AMD did approximately nothing with ROCm.
Investing $10-20m of developer time into making ROCm work reliably easily would have paid for itself 100x.
I love when outsiders throw around random-ass takes like this. Just curious: how'd you come up with this number? Is it backed by literally any thought/data/roadmap?
Let's do some rough back of the envelope calculations: 20MM is 100 engineers working for 1 year. Or maybe it's 5 years of work for 20 engineers? Which one of those perspectives (if any!) sounds to you like a reasonable assessment of the gap between AMD and NVIDIA?
A quick reminder before you answer: whatever you think is actually involved in improving ROCm, unless you work on ROCm, you're almost certainly not considering an entire iceberg of complexity (runtime/driver/firmware).
Let's put it another way: forget AMD investing, I'll invest in you since you're so confident. I'll give you 20MM as a high-interest, non-dischargeable loan (say 8%) and all the runtime/driver/firmware source for AMDGPU. Up for it? All you have to do is improve ROCm such that it's competitive with CUDA and you can take home a huge slice of the TAM and you'll be rich. Easy right?
Cutting to the chase: you're off by at least two orders of magnitude on your goofy estimate; the real numbers are probably closer to 200MM invested every year for 10 years. And you still wouldn't be caught up because in those 10 years NVIDIA wasn't sitting on its laurels just waiting for you to catch up!
It's a multiple of what the TinyGrad ( https://tinygrad.org/#tinybox ) startup raised in capital. So $10-20m is absolutely reasonable, especially if you add an established HR with a hiring pipeline, established IT dept, offices, etc.
The multiplier is also easy to justify, given the stock price of NVidia and AMD.
> A quick reminder before you answer: whatever you think is actually involved in improving ROCm, unless you work on ROCm, you're almost certainly not considering an entire iceberg of complexity (runtime/driver/firmware).
Oh, I do. I've been following the OpenSource AMD driver development for the last 2 decades.
And I maintain that the total amount of investment that AMD needed to make to rival NVidia in the market cap, would have been around that number.
> Cutting to the chase: you're off by at least two orders of magnitude on your goofy estimate; the real numbers are probably closer to 200MM invested every year for 10 years.
For an entirely new company starting from scratch? Reasonable. But AMD is not a new company, and they already are doing most of the work needed.

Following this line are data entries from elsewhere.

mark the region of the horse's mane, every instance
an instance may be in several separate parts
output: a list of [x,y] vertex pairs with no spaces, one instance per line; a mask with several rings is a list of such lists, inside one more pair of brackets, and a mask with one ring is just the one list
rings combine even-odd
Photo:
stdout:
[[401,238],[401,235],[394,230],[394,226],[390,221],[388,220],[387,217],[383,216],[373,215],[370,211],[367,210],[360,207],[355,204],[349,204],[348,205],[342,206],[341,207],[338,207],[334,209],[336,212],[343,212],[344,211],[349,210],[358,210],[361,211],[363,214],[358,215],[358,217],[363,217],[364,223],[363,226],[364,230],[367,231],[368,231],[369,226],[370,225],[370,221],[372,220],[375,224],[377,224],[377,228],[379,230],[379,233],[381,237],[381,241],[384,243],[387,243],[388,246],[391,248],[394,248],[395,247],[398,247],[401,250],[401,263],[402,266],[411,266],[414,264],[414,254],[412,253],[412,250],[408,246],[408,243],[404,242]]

As far as I know (and again, I work in the field of AI compilers), we're still a ways off from complete end-to-end generation of highly optimized kernels. If you want it to go fast, you need to write it by hand [1], and then test and validate.
Moreover, chip makers are constantly adding new features (Tensor Cores in NVIDIA for example), so the compiler is always playing catch up and at some point an engineer has to sit down (likely a team of them) and think 'what's the best way to exploit this hardware functionality for software performance?'. Then they have to test and validate that, and then either write a kernel, or attempt to put that know-how into a compiler.
Multiply this times the number of kernels in a typical suite, and... yeah.
And that was my point about herculean effort on modern chips. Assembly language isn't just the old 'Add register 1 and 2 and dump in R3' anymore. It's 'Use this instruction to access memory in this way, so that it's in a compatible format for the next instruction' and 'oh yeah, make sure your memory synchronization primitives are such that the whole thing is coherent'. Good luck!
Even going one step up into a higher-level language, you have to know how the kernel gets compiled to make it worthwhile. Again, it is trivial to write a correct opencl matrix multiply, but that's never going to be the highest performance. You have to know the hardware intimately. This is where having the software co-designed with hardware is very important. Basically, every AI chipmaker of any importance does this, including the startups, like Groq and Cerebras.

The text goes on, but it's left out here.